Esta foi uma das dez medidas prioritárias anunciadas pelo presidente da CML para o início do mandato, visando revitalizar a zona e transformar o Terreiro do Paço numa alternativa para os passeios de domingo dos lisboetas. No entanto, o entusiasmo inicial que rodeou o projecto tem vindo a diminuir, como reconhecem moradores, comerciantes e autarcas locais, que apontam algumas insuficiências na animação e o excesso de trânsito nas ruas adjacentes.
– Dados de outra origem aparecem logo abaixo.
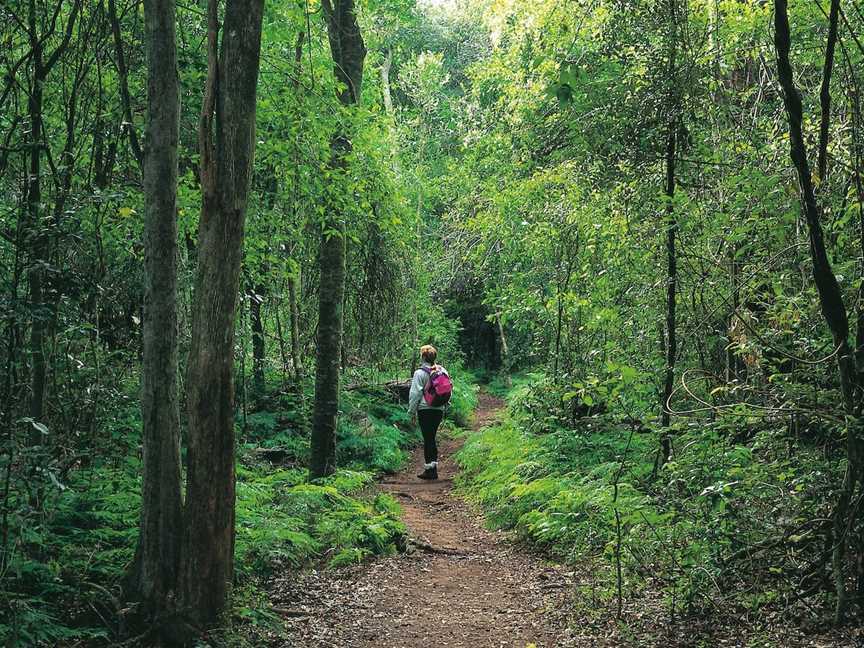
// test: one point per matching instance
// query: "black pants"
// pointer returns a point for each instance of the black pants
(429, 422)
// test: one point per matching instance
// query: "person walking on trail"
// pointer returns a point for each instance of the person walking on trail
(427, 401)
O presidente da Associação de Moradores da Baixa Pombalina revelou que vários habitantes se têm mostrado insatisfeitos com a concentração de trânsito nas restantes ruas da zona, provocando uma intensificação da ‘confusão’ as domingos em zonas tradicionalmente calmas. A intenção do projecto de devolver o Terreiro do Paço às pessoas até poderá ser “louvável”, mas, critica, a falta de coerência da animação dominical, com actividades “um pouco desgarradas”, não possui uma organização definida.
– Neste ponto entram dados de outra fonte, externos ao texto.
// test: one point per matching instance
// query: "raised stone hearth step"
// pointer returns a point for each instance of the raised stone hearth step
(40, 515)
A opinião é partilhada pelo presidente da Associação de Dinamização da Baixa Pombalina para quem as iniciativas são “muito aleatórias” e não são o motivo de visita ao Terreiro do Paço. A decisão de proibir o trânsito acabou por ser “uma medida avulsa” porque “não abriu mais comércio e a praça continua inóspita, árida”. No seu entender, “seria mais importante, por exemplo, tirar os tapumes das obras que ali estão há anos”.
Para os comerciantes no Terreiro do Paço, desde o vendedor de gelados à florista, no último ano, “foram mais os domingos maus que os bons”. “Estou aqui há anos e este foi o pior em termos de negócio”, acrescentam 1.

 

 

Também esta semana começaram a ser repostos os pilares do antigo Cais das Colunas no Terreiro do Paço, retirados há 12 anos para permitir ao Metropolitano estender a sua rede até Santa Apolónia, mas é difícil dar por eles, pois ainda estão ainda cobertos com telas brancas.
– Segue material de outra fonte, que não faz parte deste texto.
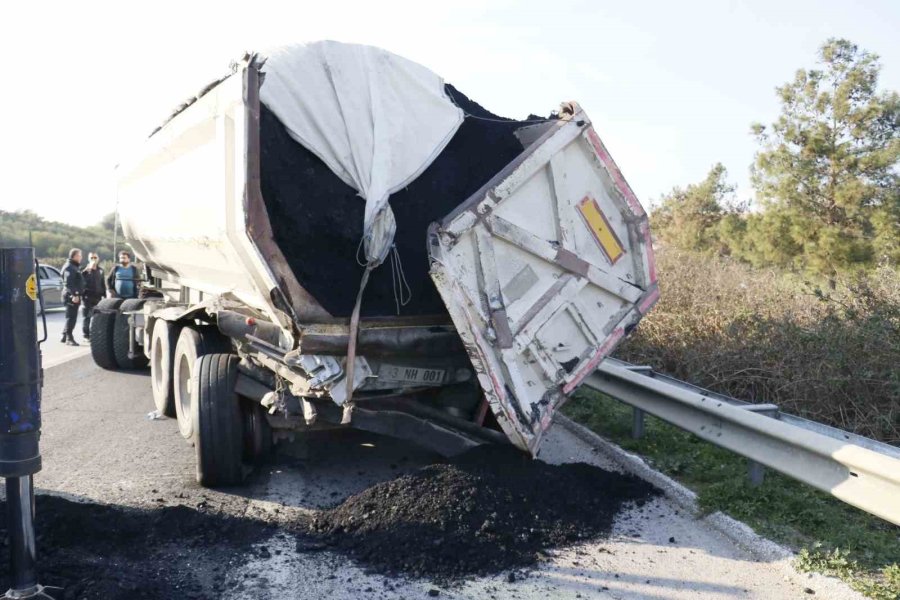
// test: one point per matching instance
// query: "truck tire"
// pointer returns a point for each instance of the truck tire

Passear junto ao Cais das Colunas era um hábito lisboeta, mas muita coisa mudou na Praça do Comércio. “Sentar naqueles bancos de pedra já não faz muito sentido”, desabafa uma moradora. É que a Avenida Ribeira de Naus ganhou mais movimento e hoje está transformada numa via rápida. Além disso, o Cais das Colunas já não é o único lugar onde as pessoas podem sentar-se junto ao rio Tejo: “Agora há as Docas de Alcântara, o Parque das Nações e um passeio ribeirinho entre o Cais do Sodré e o Terreiro do Paço” 2.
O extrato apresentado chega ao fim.